#  Other Applications & Softwares  > Word Formatting & General >  > [SOLVED] No Table of Content Entries Found

## zanshin777

*1)* I created a list, I clicked tab and entered page numbers. 

*2)* I clicked at the start of the text.

*3)* I chosed "References - Table Of Contents - Automatic Table 1" 

and get "No Table of Content Entries Found"

How to create Table of Contents?

----------


## TMS

A while since I've done this but I seem to recall that a TOC only includes text formatted with a Heading style.

----------


## macropod

> A while since I've done this but I seem to recall that a TOC only includes text formatted with a Heading style.



By default, that's true, though the TOC field used to build the Table Of Contents can be configured to use other Styles.

----------


## TMS

> the Table Of Contents can be configured to use other Styles.

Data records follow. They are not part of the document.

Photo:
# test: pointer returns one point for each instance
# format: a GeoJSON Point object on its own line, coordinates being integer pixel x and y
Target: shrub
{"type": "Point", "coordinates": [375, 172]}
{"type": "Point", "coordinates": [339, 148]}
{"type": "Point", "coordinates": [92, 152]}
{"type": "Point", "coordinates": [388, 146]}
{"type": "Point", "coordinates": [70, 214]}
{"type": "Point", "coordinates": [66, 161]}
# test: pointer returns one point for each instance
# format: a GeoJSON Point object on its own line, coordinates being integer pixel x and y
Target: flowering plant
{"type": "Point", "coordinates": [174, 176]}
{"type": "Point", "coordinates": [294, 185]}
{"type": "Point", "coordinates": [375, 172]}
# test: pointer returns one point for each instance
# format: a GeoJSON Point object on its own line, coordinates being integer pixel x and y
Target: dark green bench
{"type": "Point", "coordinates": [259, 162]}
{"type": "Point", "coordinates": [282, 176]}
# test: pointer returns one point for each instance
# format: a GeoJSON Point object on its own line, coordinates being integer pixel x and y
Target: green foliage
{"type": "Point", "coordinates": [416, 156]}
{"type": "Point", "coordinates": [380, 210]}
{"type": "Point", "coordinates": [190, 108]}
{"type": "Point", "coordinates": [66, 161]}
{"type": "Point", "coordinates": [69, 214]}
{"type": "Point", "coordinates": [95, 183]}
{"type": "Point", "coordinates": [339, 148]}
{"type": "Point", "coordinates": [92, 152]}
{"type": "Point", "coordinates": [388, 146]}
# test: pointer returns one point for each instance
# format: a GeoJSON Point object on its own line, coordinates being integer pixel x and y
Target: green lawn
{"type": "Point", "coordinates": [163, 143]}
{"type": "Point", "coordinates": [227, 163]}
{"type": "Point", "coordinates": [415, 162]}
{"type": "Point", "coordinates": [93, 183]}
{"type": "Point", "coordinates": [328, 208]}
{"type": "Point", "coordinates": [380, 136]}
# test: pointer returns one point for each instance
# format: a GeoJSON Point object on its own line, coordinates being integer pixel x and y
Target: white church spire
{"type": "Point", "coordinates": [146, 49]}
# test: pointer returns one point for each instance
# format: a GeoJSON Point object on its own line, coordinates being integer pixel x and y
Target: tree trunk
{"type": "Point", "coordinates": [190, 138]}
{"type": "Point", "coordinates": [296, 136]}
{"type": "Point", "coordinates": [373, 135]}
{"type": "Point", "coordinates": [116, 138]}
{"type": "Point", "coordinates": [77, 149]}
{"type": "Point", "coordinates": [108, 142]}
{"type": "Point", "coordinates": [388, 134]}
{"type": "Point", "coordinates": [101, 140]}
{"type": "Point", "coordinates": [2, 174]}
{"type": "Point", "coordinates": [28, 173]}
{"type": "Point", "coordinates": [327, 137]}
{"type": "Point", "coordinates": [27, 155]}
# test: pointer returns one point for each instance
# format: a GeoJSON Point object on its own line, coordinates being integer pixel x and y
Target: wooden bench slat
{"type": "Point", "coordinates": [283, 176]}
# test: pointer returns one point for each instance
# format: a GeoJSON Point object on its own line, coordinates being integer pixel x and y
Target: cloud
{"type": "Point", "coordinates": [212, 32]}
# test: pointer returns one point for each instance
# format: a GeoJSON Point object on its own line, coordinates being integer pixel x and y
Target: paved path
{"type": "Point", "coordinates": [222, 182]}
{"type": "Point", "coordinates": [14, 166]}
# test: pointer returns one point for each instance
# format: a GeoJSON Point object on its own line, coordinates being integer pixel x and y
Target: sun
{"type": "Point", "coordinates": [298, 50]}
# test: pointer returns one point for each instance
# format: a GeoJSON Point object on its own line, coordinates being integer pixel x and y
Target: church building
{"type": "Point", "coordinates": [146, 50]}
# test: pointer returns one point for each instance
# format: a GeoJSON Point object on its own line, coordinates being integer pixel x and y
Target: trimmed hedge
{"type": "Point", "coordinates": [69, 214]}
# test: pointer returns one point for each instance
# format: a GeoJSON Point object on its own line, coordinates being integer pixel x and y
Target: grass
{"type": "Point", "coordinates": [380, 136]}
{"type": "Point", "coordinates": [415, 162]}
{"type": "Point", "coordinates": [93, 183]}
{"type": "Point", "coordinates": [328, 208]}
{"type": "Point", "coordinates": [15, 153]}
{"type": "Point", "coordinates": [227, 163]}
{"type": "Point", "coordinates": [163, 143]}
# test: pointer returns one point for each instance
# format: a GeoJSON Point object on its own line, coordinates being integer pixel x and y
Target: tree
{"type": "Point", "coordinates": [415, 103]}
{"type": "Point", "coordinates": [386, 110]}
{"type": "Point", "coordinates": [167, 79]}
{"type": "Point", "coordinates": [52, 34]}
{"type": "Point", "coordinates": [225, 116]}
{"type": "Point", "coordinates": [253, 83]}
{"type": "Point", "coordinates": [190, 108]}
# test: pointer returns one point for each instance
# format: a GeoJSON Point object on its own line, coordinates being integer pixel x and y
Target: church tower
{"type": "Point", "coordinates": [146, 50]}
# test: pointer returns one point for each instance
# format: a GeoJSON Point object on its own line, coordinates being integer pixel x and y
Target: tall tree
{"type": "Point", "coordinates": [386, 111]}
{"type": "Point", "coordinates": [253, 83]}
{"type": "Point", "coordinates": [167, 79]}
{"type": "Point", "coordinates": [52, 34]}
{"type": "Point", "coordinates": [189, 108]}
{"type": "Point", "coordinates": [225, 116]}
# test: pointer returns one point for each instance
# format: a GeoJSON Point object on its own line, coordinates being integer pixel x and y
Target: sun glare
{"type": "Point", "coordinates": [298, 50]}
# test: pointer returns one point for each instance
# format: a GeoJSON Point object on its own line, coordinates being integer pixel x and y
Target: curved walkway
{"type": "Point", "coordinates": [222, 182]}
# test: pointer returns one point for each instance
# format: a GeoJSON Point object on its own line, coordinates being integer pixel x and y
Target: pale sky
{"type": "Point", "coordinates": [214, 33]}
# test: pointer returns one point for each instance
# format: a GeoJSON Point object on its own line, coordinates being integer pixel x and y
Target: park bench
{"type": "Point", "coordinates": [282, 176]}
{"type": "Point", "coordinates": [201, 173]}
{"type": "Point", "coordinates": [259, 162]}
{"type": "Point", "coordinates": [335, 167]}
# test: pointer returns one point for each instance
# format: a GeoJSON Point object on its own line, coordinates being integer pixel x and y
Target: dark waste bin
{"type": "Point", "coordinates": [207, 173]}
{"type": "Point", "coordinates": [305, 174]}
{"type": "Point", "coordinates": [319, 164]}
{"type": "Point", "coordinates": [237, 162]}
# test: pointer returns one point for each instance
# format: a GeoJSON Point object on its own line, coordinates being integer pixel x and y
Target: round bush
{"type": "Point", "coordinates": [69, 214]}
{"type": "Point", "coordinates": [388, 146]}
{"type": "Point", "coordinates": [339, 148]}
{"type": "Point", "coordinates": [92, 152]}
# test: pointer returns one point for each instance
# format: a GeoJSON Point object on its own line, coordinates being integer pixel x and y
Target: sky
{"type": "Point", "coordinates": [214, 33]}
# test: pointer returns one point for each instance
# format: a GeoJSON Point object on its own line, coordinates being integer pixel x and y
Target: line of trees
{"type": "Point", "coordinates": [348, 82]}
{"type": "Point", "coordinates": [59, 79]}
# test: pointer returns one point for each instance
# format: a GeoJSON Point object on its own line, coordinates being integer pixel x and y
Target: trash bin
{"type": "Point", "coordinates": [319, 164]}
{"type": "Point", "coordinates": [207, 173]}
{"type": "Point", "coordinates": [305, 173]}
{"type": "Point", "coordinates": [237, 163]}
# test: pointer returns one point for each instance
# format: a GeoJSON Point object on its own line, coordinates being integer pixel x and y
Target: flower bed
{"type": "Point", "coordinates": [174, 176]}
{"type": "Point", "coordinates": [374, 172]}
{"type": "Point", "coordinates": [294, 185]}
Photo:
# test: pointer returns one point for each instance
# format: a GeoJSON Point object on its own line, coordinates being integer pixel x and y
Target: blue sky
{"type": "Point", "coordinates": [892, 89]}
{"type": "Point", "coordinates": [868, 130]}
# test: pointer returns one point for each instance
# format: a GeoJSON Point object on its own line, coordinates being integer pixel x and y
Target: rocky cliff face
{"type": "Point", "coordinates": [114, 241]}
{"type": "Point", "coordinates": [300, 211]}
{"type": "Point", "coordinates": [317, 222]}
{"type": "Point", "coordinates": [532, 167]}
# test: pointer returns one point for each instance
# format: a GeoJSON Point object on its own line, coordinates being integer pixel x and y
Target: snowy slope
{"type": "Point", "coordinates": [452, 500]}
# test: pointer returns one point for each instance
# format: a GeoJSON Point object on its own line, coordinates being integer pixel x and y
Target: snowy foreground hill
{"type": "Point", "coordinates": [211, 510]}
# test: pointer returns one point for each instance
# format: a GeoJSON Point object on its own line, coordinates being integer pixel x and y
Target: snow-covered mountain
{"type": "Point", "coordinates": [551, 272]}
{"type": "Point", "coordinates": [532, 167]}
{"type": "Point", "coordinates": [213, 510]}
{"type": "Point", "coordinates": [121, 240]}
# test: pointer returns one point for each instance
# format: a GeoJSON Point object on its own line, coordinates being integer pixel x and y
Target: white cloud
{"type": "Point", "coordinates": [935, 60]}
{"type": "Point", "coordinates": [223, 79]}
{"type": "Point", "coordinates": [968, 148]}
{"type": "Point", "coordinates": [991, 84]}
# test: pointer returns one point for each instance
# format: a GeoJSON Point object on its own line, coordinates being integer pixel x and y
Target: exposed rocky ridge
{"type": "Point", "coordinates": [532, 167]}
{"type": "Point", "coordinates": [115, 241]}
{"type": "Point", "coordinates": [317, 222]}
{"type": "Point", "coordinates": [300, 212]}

guess that's the bit that's missing  :Roll Eyes (Sarcastic):

----------


## zanshin777

So, how to do that?

----------


## macropod

Is there a good reason for _not_ using Word's heading styles for the headings?

----------


## zanshin777

Sorry, I don't get it.

----------


## macropod

See:
http://www.addbalance.com/usersguide/styles.htm
http://www.addbalance.com/usersguide...nceptsWord.htm

----------